The font is whatever you have as the default in your browser—if you don’t like it then set a better one :)

I agree about the spacing, it feels off to me too but I couldn’t put my finger on why. Whitespace has always been a challenge for me (I still remember my mom looking at my elementary school projects and telling me repeatedly, “Margins! You need more margins!”) and though I’m getting better at it I don’t expect to get a job in graphics design any time soon. If anyone has suggestions for improvements I’d be glad to hear them.


> The font is whatever you have as the default in your browser—if you don’t like it then set a better one :)

The default serif fonts on most systems aren't the best choice for a site that is trying to imitate print media.


If you change the section border-style to dotted and overall font-family to sans-serif your website basically becomes https://www.bloomberg.com :)

Also for large device widths margins of something like 20% makes it more readable.

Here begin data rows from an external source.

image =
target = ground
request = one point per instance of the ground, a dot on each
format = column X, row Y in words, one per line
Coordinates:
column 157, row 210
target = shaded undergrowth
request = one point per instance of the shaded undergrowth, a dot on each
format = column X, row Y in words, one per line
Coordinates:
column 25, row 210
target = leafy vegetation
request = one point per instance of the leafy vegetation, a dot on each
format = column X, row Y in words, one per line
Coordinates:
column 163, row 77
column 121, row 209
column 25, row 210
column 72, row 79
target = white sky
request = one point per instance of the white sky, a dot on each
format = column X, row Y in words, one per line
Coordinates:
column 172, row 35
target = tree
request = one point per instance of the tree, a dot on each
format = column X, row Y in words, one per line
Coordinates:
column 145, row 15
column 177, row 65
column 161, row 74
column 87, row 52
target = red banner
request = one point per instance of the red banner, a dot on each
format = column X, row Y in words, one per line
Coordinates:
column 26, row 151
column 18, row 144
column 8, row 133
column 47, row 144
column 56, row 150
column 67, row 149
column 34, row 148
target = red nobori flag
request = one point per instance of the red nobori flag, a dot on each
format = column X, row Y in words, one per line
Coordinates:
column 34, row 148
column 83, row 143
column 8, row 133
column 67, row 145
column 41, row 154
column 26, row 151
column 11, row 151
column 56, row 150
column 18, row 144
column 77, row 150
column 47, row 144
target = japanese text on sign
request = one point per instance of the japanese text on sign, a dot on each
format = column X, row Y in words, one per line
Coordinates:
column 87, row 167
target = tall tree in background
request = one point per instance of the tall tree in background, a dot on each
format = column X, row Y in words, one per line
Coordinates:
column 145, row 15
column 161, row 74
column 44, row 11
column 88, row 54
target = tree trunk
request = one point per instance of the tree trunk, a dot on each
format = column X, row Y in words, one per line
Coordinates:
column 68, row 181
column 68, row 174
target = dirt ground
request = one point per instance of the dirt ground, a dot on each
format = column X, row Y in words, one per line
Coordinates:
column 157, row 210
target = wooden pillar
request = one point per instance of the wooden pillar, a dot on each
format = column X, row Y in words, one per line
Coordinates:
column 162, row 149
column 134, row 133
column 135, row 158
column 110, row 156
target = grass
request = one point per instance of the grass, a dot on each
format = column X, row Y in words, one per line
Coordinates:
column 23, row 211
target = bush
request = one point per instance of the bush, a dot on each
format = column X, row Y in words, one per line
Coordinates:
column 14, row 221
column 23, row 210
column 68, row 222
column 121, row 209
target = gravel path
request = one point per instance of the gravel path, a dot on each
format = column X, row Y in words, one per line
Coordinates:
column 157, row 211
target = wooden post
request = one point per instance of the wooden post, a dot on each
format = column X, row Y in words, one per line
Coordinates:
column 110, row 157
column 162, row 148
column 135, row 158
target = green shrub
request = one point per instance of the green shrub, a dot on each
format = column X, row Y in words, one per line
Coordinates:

Visit somethings like https://www.nytimes.com and compare how much narrower the content is.


  body {
    font-kerning: none;
    letter-spacing: -0.00214em;
    font-family: Helvetica;
  }
> but I couldn’t put my finger on why

You probably shouldn't use serif, Helvetica is much easier on the eyes and more forgiving.


Not everyone has a Helvetica font installed; at least add the generic sans-serif as a fallback. (Though if the aim is to be reminiscent of a print newspaper, a serif font may still be the better choice.)

Why disable kerning? If the user's font has kerning information, surely a newspaper should respect it.


You're completely right. Helvetica was just a suggestion as most newspapers use it and is widely supported, but he could and should add fallbacks (preferally sans-serif based). As for the kerning it appears something was messing up the spacing for his website and the combination of disabling kerning and letter spacing (even if counter-intuitive) seems to 'make it prettier' at least in firefox.


I'm a bit surprised by the statement that "most newspapers use it [Helvetica]", as my perception is that they mostly use a serif font. (How do you suppose Times Roman got its name?)

But perhaps this varies between markets/regions/languages/etc.


>if you don’t like it then set a better one

Which would affect every site.


Just made some tweaks to the stylesheet, how does it look now?